I see them all as part of an expanded drawing practice. To draw is to move, to record being a body in space. This movement, like the body that makes it, is either free or contained.
The iconography is taken from Ancient Greek culture, both a reference to my whiteness and an attempt to make it strange, hopefully to interrupt it (by means of means queer and other strategies). Here I drew from Sophocles’ Oedipus the King. Oedipus spends the play searching for a murderer, only to find that he himself is the culprit he was seeking. Lying dormant within him is a secret, his body a kind of trap destiny has set for him.
DIANA VIVES | ETERNAL CIRCUMSTANCES
Eternal Circumstances was inspired by burnt hand-drawn star charts of the Southern Constellations that were retrieved from the rubble of the University of Cape Town’s Jagger library fire (which burnt down in 2021). The exhibition, named after a line from a seminal French modernist poem, leans on the etymology of ‘circumstance’ – that is, to ‘encircle, encompass, and circumscribe', searching for ways through the microscopic event of the Jagger Fire within the universe. Fire, as a source of action, an 'actant' that changes things, modified in the biological sense not just a historical structure and precious repository, but also the hierarchies of its contents which were for a moment exposed to the collective imagination as a singular disrupted landscape of terrible beauty.
These star charts say something about light, time, flux and entropy. The exactitude of digital observation systems may have diminished their value to modern astronomy yet they are reminders that the Imagined will forever be larger than the Known. They also seem prescient of future losses. As modern technology advances, reality retreats.
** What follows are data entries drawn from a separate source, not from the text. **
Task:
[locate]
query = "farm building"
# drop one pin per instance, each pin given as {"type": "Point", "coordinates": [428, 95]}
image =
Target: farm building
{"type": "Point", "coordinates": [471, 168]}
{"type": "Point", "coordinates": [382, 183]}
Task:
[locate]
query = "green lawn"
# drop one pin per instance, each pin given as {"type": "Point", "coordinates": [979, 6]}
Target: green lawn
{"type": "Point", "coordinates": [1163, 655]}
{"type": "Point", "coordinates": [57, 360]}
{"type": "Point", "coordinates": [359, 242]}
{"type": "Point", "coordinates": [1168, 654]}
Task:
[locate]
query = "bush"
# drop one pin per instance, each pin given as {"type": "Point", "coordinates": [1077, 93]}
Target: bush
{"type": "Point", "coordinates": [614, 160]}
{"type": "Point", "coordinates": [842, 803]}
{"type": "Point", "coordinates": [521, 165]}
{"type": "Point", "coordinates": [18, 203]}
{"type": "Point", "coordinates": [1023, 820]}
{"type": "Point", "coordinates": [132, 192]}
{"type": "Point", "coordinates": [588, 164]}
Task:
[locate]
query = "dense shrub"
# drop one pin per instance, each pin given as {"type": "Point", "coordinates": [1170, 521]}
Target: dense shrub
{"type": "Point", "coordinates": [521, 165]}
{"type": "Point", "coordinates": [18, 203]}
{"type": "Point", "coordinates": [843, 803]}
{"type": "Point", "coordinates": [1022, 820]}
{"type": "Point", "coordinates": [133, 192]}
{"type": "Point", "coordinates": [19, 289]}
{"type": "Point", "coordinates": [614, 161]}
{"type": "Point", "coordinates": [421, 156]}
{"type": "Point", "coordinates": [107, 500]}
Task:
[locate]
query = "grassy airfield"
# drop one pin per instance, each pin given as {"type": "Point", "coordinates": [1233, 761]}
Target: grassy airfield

Owed to the interference of artificial light pollution, anthropogenic radiofrequency and some 100,000 satellites in orbit, astronomers already know that night on earth will not be dark for long. What will it mean for us not to see the stars, as all our ancestors have done before us?
All the works in Eternal Circumstances drift between the cosmic and the maritime, exploring a space created by the distinctions of 'maps' for land, and 'charts' for oceans and space. They hint at alternative way-findings through the mazes, grids, networks, webs and words of the present future, all tethered by a fine thread to the archives of the past.